This is #7133. He doesn’t have a name yet, as he was only found in a box on the side of the road a week ago. He’s a four-month-old terrier and terribly depressed. He won’t even walk. I met him yesterday when we were shopping at Petsmart. When I first began to pet him he was curled up and expressing no interest in anything. But then he started cuddling closer. Then he put his nose on my lap. Next, his head. I sat there for at least an hour, during which he slowly crept his way into my lap. My mom couldn’t bring herself to tell me we had to go. When I asked her if she had filled out an application yet (only half-jokingly), she gave me her cell and told me to call Dad. Amazingly enough, he didn’t immediately veto the idea. So my mom went home to pick up our two dogs. We went to the back of the store to see how to get along. It went great; Snoopy and Zoe mostly ignored the little guy, and they actually brought him out a bit. I, of course, wanted to bring him home right away, but my mom decided we needed to think about it overnight. I was sure we were going to adopt him.
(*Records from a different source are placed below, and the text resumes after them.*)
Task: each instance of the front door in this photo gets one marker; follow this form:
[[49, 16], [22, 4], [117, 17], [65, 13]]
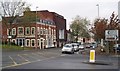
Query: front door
[[21, 41]]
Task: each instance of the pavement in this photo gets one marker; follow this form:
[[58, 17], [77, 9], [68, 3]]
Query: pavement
[[54, 59]]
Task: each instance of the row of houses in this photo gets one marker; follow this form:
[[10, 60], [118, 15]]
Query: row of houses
[[49, 30]]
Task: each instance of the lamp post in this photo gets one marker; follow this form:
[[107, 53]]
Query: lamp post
[[98, 9], [36, 30]]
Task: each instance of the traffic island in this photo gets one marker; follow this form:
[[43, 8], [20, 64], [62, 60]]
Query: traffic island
[[97, 63]]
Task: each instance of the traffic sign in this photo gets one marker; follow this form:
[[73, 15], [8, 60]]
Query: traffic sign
[[111, 35]]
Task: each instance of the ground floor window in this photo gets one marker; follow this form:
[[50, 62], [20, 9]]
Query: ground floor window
[[27, 42], [33, 42]]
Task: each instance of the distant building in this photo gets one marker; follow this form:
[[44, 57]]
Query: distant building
[[119, 9], [49, 30]]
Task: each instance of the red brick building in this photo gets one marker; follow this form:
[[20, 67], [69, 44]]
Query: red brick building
[[49, 30]]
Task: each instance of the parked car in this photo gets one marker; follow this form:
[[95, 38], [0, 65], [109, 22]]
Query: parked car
[[93, 45], [68, 48], [75, 46], [81, 47], [116, 47]]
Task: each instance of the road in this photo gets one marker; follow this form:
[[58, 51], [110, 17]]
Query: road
[[54, 59]]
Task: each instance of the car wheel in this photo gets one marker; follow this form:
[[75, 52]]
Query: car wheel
[[62, 52]]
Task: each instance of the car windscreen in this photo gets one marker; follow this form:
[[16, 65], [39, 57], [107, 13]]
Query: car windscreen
[[67, 46]]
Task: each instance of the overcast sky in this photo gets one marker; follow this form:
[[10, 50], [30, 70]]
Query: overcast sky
[[70, 8]]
Last night we talked about if this really was a good idea. For a variety of reason, such as the fact that both Theresa and I are leaving next year, and he already has abandonment issues, we decided that it would be best for him if someone else adopted him.
I totally agree with this. I hate people who proclaim to love their pets, but never take into consideration what would actually be best for said pet. I don’t want the poor thing depressed in an empty home next year. But I still feel like I’m abandoning him. I always bond with dogs when I visit them, but I really thought for a while there that we were going to adopt him, so I let myself get to close. I can’t help but worry about what’s going to happen to him, and what if he gets adopted to a family with little kids, or gets an owner with very little patience, and he gets hurt, and we could’ve saved him from that.
I’m sorry to be depressing, but it’s been one thing after another this year. This is hardly the worst thing that’s happened to me this year, but I needed to let off some steam, and I don’t like talking about personal things very much.
Is living in the dorms that great? It didn’t sound like it when I stayed at Creighton. Plus Creighton is too far north (this may seem minor, but weather really does have a big impact on my mood), Xavier is too inaccessible (it’s about a nine-hour bus ride-not fun), and unless I get into the Micah House, SLU is too big. Maybe I should just forget the whole ‘college experience’ and stay at home with my dogs. It would mean I’d have to convince my parents to buy a car, actually get my driver’s license, and get a job so I could buy gas. I might not make as many friends that way, but who needs humans when you have dogs?